Cette fois le messager ne répondit pas, bien que ses yeux soient toujours rivés sur elle, brillant et magnifiques. Elle dégagea sa main avec douceur des doigts du Cavalier et lui ferma les yeux. Sa peau était blanche, excepté les commissures de ses lèvres d'où le sang avait coulé. Son visage était serein. On aurait pu croire qu'il s'était assoupi si on ne voyait pas les flèches plantées dans son dos. Il était jeune et déjà il avait vu sa vie se consumée. La vie ne tenait vraiment qu'a un fil. Inconsciemment, elle serrait le cavalier dans ses bras, sa tête reposant sur son épaule.

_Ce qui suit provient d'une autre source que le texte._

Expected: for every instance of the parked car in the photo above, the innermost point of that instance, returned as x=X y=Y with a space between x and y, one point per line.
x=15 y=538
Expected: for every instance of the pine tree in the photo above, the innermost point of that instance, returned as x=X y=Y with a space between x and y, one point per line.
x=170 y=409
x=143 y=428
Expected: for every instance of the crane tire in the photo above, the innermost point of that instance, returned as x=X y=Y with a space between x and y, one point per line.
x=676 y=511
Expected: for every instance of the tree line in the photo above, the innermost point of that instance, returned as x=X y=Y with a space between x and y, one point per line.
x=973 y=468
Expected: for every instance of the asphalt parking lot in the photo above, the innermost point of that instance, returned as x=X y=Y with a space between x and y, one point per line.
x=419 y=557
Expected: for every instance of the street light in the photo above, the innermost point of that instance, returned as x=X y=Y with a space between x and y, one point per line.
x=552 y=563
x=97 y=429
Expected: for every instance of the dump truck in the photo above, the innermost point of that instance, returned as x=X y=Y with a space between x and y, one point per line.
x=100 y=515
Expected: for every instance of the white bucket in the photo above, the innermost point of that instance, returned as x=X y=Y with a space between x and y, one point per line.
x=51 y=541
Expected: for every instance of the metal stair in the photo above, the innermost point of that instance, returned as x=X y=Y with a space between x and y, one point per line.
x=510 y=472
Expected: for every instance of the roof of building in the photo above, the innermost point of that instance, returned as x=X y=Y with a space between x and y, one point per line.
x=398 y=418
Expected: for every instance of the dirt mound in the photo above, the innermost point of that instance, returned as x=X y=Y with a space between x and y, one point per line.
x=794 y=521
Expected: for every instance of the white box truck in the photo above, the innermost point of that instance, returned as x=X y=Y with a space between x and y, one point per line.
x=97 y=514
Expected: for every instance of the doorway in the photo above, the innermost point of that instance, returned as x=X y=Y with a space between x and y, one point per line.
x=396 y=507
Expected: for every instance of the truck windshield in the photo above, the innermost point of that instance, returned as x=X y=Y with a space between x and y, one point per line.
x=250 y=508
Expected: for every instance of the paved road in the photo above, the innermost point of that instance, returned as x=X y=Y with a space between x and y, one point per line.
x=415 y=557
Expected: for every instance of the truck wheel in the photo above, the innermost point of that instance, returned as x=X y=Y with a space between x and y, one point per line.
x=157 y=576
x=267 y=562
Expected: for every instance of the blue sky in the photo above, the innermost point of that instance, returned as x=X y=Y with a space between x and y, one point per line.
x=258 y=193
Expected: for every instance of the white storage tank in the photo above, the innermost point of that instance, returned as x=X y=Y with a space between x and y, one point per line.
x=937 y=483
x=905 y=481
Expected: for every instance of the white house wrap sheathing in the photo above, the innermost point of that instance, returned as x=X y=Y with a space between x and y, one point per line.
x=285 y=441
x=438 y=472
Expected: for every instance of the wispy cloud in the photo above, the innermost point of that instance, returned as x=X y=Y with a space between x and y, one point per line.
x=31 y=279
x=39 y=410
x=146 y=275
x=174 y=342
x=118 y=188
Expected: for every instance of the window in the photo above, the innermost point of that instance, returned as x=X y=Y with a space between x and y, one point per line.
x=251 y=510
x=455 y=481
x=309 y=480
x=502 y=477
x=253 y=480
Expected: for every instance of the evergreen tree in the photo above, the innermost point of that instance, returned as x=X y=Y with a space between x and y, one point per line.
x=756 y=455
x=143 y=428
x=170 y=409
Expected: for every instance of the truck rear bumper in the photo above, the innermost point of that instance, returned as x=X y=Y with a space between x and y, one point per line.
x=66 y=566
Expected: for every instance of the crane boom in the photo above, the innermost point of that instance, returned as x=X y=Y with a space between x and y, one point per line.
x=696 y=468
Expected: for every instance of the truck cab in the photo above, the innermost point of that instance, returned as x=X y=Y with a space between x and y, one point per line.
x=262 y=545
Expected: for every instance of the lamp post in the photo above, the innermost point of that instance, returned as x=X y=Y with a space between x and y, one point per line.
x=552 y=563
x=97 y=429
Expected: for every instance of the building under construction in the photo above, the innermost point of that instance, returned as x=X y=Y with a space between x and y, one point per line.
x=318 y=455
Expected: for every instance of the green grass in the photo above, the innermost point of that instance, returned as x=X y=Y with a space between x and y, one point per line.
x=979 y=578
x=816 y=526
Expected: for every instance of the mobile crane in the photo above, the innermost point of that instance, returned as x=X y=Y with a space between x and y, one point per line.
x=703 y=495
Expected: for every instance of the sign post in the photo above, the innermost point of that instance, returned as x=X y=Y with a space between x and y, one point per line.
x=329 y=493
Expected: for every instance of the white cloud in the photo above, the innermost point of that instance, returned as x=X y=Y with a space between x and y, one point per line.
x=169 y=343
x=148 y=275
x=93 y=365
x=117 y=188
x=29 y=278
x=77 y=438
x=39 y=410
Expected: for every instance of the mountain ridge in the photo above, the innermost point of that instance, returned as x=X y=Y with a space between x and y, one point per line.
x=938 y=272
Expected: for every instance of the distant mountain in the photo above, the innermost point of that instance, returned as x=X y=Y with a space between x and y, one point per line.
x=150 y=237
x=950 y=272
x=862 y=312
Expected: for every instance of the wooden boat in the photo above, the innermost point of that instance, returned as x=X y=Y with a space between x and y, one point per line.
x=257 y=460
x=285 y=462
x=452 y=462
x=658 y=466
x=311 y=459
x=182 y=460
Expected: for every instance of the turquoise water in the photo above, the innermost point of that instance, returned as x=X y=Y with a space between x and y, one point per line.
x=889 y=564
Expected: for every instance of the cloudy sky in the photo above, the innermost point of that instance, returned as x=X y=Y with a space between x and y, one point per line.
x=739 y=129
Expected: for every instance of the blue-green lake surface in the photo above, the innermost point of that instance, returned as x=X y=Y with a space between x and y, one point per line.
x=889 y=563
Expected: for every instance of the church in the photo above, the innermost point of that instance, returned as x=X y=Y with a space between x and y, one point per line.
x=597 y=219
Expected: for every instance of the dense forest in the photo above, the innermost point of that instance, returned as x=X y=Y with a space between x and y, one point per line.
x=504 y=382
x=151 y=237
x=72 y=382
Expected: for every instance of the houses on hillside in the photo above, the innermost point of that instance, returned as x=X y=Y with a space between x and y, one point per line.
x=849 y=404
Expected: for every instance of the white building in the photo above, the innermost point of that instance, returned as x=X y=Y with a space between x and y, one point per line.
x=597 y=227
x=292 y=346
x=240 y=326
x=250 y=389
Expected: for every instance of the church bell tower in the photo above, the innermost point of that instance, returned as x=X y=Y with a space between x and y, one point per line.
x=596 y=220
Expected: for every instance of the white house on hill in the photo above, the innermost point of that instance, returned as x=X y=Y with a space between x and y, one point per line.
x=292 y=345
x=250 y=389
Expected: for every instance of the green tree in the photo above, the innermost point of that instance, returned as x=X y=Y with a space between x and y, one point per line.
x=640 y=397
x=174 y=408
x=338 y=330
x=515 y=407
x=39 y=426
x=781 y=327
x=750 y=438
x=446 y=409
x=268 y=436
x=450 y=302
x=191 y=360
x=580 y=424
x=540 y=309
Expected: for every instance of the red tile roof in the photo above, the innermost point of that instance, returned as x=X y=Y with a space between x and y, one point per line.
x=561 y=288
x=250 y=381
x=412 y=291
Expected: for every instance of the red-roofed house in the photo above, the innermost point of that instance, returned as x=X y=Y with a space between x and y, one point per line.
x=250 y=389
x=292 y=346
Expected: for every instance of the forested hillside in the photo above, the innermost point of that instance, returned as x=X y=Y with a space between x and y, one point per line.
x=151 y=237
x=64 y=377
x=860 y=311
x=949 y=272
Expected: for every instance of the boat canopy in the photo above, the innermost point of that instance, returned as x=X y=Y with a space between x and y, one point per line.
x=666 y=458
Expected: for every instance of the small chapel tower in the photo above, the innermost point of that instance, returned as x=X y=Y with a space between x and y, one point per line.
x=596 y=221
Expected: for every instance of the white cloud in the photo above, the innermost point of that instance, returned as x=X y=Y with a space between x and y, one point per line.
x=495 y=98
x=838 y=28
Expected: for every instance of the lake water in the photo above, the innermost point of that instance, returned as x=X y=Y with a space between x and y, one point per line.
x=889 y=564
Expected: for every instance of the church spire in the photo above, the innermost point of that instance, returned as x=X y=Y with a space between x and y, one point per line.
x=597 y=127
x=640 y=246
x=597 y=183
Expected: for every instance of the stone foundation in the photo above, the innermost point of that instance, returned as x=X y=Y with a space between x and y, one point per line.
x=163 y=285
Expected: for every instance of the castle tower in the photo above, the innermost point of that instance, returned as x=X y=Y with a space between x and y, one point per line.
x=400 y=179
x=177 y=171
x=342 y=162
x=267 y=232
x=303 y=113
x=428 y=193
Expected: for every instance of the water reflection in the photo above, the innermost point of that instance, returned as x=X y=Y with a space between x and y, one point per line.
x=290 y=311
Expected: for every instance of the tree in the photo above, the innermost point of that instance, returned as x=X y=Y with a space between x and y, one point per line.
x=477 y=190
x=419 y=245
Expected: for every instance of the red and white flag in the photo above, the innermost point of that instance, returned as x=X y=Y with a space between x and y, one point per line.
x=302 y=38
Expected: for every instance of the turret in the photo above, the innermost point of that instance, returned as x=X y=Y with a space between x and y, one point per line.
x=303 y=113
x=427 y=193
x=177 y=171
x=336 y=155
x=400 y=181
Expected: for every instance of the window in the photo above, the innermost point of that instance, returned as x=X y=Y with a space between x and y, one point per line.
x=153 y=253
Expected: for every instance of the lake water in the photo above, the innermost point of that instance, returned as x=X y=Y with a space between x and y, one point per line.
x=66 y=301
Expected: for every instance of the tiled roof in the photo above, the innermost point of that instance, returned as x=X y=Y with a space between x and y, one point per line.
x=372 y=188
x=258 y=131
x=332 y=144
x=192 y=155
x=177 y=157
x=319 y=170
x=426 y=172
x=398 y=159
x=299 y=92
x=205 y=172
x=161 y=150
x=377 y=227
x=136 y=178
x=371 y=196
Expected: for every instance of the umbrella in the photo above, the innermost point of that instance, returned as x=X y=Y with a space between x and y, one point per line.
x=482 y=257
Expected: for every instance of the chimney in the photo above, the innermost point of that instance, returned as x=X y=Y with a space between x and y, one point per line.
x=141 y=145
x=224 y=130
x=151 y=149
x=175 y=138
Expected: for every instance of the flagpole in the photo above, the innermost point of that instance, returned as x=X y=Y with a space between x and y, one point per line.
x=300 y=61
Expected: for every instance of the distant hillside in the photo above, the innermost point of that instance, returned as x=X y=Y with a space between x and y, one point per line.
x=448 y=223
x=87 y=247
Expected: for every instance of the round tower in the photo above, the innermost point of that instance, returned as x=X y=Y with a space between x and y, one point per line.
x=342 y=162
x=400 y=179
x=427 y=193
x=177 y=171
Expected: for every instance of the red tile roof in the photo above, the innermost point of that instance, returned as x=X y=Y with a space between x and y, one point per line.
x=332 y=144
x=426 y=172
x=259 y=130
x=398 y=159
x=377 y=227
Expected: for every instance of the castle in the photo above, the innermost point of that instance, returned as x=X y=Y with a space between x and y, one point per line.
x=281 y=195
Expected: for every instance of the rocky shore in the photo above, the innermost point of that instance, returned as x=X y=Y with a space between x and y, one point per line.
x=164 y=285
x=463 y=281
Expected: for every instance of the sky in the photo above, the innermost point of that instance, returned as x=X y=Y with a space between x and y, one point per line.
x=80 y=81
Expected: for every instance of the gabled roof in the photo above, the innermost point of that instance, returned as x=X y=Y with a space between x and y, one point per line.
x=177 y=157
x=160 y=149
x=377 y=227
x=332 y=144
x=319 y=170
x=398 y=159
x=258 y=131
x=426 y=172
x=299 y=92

La chaleur dorée du soleil les enlaça, et chassa la fraîcheur de l'ombre. Camille regarda la broche que le cavalier lui avait demandé de prendre, épinglée sur son cœur. Elle s'essuya les mains distraitement en les frottant sur son pantalon, pou effacer les traces de doigts sanglantes, puis ouvrit la broche. Tout son corps fourmilla d'une curieuse sensation. Que faire du corps du messager ? Elle ne pouvait pas simplement le laisser au milieu de la route, à la vue des charognards et des voleurs. Elle fit la grimace. Le corps était trop lourd pour qu'elle puisse le traîner sous le bois sans aide. Elle répugnait à laisser le corps à découvert mais...elle devait essayer. Puis, comme si une voix lui avait dit : « Ne perds pas ton temps », Elle s'éloigna du corps, pris la sacoche du message et le sabre les fixa sur sa selle et saisit les rênes de Belegost. Et pourtant elle hésitait encore. Le messager lui avait dit d'aller comme le vent, mais faire mourir le deuxième cheval d'épuisement pour y parvenir ne servirait à rien. Elle marcherait en les guidant et remonterait lorsqu'il serait un peu rétabli. Il avait l'air en piteux état. On l'avait manifestement élevé pour couvrir rapidement de longues distances, sans aucun souci d'esthétisme. Le poil rude de sa robe alezane était couvert de cicatrices anciennes.
Cette histoire de message marquait un changement majeur dans ces projets.
Elle frémit. La silhouette torturée du messager allait rester un moment dans sa mémoire.
Belegost et l'autre cheval ployèrent l'encolure pour regarder non pas Camille, mais en arrière.
Elle se retourna.
Le corps du cavalier avait disparus de la route.